The message box is for communicating with the user and possibly getting a response of some kind that does not envolve typing as InputBox. It can present the user with a short success report at the end of a macro. Also on many occasions it is used to convay bad news of something not going exactly as planned. Specifically in the latter scenario you typically have to write several lines of code on how to branch out of the main flow. This lead me to write this enhanced version of a message box.
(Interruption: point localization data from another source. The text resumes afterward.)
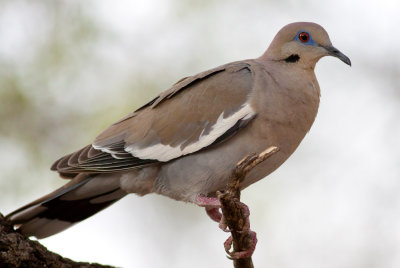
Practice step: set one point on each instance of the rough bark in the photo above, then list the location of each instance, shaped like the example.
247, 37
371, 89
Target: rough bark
17, 250
235, 214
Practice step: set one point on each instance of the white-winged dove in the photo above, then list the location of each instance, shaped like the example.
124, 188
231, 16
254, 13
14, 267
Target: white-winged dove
185, 142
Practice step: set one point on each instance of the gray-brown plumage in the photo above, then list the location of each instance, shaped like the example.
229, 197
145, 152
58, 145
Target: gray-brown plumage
184, 143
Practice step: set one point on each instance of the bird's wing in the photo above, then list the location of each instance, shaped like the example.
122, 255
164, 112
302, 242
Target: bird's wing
197, 112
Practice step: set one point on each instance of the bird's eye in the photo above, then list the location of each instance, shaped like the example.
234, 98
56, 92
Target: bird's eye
304, 37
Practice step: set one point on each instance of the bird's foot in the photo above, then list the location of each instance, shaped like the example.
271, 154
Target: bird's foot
251, 241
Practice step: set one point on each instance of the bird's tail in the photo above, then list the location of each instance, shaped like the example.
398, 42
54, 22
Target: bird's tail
77, 200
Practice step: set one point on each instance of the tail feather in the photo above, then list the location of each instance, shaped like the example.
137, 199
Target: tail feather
79, 199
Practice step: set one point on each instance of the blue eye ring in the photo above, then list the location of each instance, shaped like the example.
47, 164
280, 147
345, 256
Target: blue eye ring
305, 38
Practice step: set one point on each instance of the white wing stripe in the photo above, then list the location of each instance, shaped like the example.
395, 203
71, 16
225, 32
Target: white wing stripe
165, 152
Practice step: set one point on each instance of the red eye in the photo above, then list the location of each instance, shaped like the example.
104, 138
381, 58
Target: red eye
304, 37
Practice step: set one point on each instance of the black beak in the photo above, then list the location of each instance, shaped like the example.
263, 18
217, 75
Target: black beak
336, 53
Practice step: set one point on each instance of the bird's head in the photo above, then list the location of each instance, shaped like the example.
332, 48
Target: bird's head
303, 43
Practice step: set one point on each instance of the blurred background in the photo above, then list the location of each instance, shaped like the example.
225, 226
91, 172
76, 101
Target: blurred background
68, 69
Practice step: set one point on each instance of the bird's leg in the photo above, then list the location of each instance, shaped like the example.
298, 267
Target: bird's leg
243, 233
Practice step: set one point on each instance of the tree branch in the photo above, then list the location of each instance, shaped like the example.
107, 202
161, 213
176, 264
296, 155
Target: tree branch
235, 214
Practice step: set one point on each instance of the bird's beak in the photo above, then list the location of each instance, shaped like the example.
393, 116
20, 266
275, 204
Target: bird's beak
336, 53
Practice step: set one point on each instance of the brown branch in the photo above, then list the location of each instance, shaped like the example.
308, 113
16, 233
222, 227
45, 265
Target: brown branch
17, 250
235, 214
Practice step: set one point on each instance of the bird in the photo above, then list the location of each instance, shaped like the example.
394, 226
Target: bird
184, 143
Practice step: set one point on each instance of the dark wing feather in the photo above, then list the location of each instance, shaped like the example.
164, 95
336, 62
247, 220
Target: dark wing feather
171, 119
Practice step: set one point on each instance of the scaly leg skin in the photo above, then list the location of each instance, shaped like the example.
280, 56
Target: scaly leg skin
212, 206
This version requires for a declaration of a (public) constant sAppName value that is used as the message box title. Also the function uses the pStopper procedure if termination is designated. Here is the code with the required declaration:
Public Const sAppName = "MyApp"
Public Function pMsgbox(sPrompt As String, _
Optional nButtons As Long = 0, _
Optional bEnd As Boolean = False, _
Optional bErrClear As Boolean = True) As Variant
' not clearing errors will also display error details
If bErrClear Then Err.Clear
If Err.Number Then sPrompt = sPrompt & "||Error #: " & CStr(Err.Number) & "|Source: " & Err.Source & "|Description: " & Err.Description
' pipes for new lines, more thans for tabs and clean out CRs
sPrompt = Replace(Replace(Replace(sPrompt, "|", vbLf), ">", vbTab), vbCr, vbNullString)
While Left(sPrompt, 1) = vbLf
sPrompt = Mid(sPrompt, 2)
While Right(sPrompt, 1) = vbLf
sPrompt = Left(sPrompt, Len(sPrompt) - 1)
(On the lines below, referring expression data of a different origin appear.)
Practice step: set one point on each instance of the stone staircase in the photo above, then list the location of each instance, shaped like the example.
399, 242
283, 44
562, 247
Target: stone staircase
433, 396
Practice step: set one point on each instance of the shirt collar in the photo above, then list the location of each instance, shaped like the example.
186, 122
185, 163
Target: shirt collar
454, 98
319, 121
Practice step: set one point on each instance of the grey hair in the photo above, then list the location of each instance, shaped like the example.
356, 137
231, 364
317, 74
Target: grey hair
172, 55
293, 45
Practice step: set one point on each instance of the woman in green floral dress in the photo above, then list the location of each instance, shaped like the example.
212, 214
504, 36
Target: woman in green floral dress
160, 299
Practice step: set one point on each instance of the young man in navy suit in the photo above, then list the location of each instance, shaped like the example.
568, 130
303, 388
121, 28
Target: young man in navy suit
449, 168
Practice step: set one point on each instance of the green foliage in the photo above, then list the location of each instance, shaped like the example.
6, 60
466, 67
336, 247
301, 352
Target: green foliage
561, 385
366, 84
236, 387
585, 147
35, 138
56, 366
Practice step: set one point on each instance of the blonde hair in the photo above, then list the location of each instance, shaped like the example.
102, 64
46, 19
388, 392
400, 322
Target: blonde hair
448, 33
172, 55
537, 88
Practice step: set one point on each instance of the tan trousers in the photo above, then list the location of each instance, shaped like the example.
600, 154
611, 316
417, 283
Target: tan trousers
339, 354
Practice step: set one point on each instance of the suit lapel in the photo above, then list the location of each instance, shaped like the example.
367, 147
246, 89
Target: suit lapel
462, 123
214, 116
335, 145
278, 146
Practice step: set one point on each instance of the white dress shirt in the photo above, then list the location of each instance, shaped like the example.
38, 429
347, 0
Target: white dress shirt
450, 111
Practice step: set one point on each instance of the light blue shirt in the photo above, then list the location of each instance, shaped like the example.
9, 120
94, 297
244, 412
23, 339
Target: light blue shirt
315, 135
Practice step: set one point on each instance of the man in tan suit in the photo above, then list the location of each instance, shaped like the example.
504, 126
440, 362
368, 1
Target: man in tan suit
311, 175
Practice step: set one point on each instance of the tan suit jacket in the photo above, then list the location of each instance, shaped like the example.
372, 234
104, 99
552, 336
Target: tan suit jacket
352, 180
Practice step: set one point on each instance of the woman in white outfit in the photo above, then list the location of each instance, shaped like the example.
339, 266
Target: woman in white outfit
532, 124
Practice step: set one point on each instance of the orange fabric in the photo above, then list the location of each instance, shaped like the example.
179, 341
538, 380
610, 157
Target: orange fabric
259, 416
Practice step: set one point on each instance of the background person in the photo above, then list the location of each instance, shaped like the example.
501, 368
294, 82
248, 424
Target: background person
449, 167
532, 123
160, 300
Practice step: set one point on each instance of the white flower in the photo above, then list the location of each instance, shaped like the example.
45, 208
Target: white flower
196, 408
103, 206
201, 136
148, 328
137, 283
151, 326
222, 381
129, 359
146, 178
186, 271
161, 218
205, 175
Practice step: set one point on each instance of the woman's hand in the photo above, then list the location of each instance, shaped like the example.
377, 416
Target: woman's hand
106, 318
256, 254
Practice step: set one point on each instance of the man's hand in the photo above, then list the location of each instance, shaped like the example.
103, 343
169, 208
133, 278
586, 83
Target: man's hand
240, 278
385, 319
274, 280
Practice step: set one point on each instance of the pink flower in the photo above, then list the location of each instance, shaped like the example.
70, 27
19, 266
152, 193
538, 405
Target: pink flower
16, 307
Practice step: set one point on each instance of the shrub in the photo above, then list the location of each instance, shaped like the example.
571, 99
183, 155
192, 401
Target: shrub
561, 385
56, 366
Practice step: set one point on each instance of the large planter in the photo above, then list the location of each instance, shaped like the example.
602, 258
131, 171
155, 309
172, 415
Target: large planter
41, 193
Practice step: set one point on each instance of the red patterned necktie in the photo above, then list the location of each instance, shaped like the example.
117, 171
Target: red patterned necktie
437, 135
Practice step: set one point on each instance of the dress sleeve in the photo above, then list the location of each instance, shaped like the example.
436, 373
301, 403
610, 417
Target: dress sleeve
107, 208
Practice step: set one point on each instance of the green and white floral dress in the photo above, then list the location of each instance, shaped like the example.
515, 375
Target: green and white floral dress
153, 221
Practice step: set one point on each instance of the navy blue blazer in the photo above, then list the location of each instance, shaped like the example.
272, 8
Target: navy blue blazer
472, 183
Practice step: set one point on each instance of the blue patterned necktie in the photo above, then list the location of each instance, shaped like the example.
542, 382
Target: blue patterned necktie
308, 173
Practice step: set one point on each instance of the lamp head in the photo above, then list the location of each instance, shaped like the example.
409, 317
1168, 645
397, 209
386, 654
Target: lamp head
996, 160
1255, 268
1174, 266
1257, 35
' show what is happening behind the dialog
Dim bASU As Boolean
bASU = Application.ScreenUpdating
Application.ScreenUpdating = True
pMsgbox = MsgBox(sPrompt, nButtons, sAppName)
If bEnd Then pStopper
Application.ScreenUpdating = bASU
The function accepts the same two first parameters as the standard MsgBox and returns the same values.
Parameter sPrompt is the only one required. It is the text to be displayed. However this text can contain formatting characters; you can use pipe “|” to create a new line and greater than “>” to intend with a tab character.
You might want to declare a string variable that collects a report from along the macro process and then display it at the end of the process.
Parameter nButtons accepts the same combinations as the standard MsgBox (such as vbQuestion+vbYesNo).
Parameter bEnd can be set to True (default is False) in order for the procedure to terminate the macro using pStopper.
Parameter bErrClear can be set to False to display the current error number, source and description as a formatted addition to the sPrompt string. By default error status is cleared and the calling macro does not get the error status back from pMsgBox.
The last two parameters in unison can be used for intelligent error handling of calling procedures.